Según Parr, la manera básica para prevenir los celos, es volverse una persona única e irremplazable para la persona amada, y para eso, tornarse más auténtico es lo que se necesita. Así, se trasciende el peligro de ser reemplazado por potenciales rivales.
En ocasiones, cuando los celos aparecen, son debidos a una mala interpretación de situaciones ambiguas. En vez de parar a pensar en otras posibles explicaciones, se permite que las emociones inunden el razocinio. Por este motivo, es muy importante tomarse un momento para analizar tanto las impresiones como los pensamientos que atraviesan la mente en situaciones ambiguas.
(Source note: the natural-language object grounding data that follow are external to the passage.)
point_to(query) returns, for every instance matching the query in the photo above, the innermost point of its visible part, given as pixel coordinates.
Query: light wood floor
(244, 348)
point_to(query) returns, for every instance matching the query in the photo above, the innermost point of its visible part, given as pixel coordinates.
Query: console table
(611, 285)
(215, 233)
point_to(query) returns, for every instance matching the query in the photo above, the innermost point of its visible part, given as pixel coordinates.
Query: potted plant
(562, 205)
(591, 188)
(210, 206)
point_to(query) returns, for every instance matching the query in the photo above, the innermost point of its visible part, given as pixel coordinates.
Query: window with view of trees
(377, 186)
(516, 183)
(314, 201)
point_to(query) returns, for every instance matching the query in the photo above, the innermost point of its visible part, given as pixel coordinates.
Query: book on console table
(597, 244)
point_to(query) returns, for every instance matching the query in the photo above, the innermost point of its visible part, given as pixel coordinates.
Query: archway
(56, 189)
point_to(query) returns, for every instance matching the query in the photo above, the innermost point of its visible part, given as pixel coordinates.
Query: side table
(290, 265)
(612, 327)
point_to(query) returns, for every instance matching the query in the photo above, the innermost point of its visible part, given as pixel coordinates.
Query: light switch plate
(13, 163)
Los celos tienen una compleja psicopatología, y los celos patológicos se presentan en diversas situaciones, incluyendo la paranoia conyugal (Síndrome de Otelo), limitada al delirio de celos que involucra a la pareja.En el delirio celotípico lo que sucede es que el sujeto transforma la situación de la relación amorosa en una situación triangular. El tercero introducido es un rival sobre el que se proyecta resentimiento y odio, acumulados por las frustraciones que ha sufrido o sufre el delirante celoso, que se siente burlado y abandonado.La angustia del paciente por delirios sobre la infidelidad de su esposa/o se convierte fácilmente en ira. La persona puede hacer de forma incesante acusaciones, espiar o seguir a su esposa/o, y malinterpretar acciones simples.

Reflexionemos… ¿Podemos hacer algo para evitar caer en esto? Vigilar nuestra autoestima, nuestra independencia, cuidar nuestra relación sin suponer finales trágicos, permitiéndonos disfrutar el presente y mirando con ilusión el futuro.